Setup-Balance Wheel Mantel Clock:

This type of clock usually starts by itself upon winding. If it does not, open the back door and start the balance wheel seinging by either of these two methods:
1) Quickly rotate the clock in the plane of the balance wheel to impart motion to it.
2) With a soft brush, rotate the balance wheel and release it.
Setting the Hands:

When setting the clock to time, move the minute hand clockwise, pausing at each quarter hour for the clock to strike. On modern German chime clocks it is all right to move the minute hand counterclockwise to set the time. This is often a quicker way to set the time, as yu won't have to wait while the clock chimes each quarter.
Winding Eight Day clock:

Wind the clock once per week, preferably on the same day each week. Turn the key with a smoothe motion, stopping when the spring is tight. Never let the key snap back in your hand, always release it gently after each half - turn. Make sure the clock is fully wound, so keep turning the key until the spring is obviously tight. The chime mainspring (usually the right hand winding square) will often take more force to wind than the other two springs.

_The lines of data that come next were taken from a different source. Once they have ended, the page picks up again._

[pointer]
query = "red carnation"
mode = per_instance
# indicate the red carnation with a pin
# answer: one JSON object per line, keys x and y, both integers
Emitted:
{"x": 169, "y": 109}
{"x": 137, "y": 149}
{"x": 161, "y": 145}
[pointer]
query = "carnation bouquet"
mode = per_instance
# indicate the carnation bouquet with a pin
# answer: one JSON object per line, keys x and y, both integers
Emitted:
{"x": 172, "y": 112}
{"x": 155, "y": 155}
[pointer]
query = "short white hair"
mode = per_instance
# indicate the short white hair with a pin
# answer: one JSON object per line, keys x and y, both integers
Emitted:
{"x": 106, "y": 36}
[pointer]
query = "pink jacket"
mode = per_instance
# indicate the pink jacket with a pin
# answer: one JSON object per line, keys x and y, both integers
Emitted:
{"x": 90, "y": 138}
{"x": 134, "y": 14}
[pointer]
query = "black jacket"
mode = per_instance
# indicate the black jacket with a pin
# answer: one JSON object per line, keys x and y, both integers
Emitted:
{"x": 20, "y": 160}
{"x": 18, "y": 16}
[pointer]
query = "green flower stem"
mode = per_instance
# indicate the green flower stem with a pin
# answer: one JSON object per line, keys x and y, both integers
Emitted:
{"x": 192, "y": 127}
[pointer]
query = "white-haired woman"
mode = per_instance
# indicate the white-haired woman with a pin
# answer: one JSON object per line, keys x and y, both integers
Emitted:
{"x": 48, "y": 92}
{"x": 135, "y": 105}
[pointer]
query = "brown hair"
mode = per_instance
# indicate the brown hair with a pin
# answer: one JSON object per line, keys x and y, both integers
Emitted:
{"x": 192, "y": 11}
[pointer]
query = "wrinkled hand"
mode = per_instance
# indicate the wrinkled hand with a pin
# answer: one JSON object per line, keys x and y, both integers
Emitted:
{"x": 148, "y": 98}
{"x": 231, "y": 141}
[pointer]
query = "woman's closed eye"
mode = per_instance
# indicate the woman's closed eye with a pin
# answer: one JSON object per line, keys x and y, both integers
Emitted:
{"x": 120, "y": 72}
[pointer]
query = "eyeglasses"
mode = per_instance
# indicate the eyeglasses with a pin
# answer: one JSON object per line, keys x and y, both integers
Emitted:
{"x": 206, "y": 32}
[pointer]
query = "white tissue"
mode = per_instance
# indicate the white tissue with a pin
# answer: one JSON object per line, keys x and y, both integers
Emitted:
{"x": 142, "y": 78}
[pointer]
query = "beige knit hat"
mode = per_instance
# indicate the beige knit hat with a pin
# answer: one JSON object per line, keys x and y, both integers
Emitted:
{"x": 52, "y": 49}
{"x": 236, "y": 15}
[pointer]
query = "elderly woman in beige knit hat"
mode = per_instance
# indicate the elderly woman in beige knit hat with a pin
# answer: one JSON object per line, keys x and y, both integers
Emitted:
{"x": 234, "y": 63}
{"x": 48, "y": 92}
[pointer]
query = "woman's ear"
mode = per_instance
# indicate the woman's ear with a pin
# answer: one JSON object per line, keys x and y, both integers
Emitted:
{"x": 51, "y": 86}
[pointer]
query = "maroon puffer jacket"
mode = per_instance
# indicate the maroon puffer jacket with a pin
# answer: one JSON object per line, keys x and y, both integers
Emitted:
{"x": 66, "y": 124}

Winding Direction: ___________ ____________ _____________

Winding Function: __________ ____________ ______________
Clocks with more than one chime melody:
Change the tune selector only when the clock is not chiming.
Time keeping Accuracy:

This type of clock will able to keep time within 3-7 minutes per week. You will need to do the final regulation once the clock is in its permanent location to achieve this accuracy. To check the clock's accuracy, set the hands to the correct time, and then let the clock run at least 3 or 4 days.The main factors causing variations in rate are temperature changes and the lessening tension of the mainspring as it runs down. Once the clock is regulated to keep good time, you will need to set the hands whenever the time is off by more than a few minutes- perhaps every week or two. Pendulum clocks are usually more accurate than balance wheel clocks
Regulating the Clock - Regulating Square:

The clock can be made to go faster or slower by means of the small ssquare on the dial. Turning it toward F speeds up the clock, and turning it toward S slows it down. The regulating square is turned with the small end of the winding key. Turn the square only a small amount each time.
Regulating the Clock - Pendulum Nut:

The clock can be made to go faster or slower by means of the nut at the bottom of the pendulum. Turning the front of the nut to the right speeds up the clock, and turning it to the left slows it down (in other words move the nut up to speed up or down to slow down). Turn the nut only a small amount each time.
Regulating the Clock - Modern Balance Wheel:

The clock can be made to go faster or slower by means of the regulator, which is accessible by opening the back door. In this type of clock, the regulator is a screw near the balance wheel. With a small screwdriver, move the regulator in the direction needed (towards F for faster or towards S for slower). Move it only a small amount each time.
Regulating the Clock - Balance wheel with a Pointer:

The clock can be made to go faster or slower by means of the regulator, which is accessible by opening the back door. In this type of clock, the regulator is a pointer behind the balance wheel. Push the pointer in the direction needed (towards F for faster or towards S for slower). Move it only a small amount each time.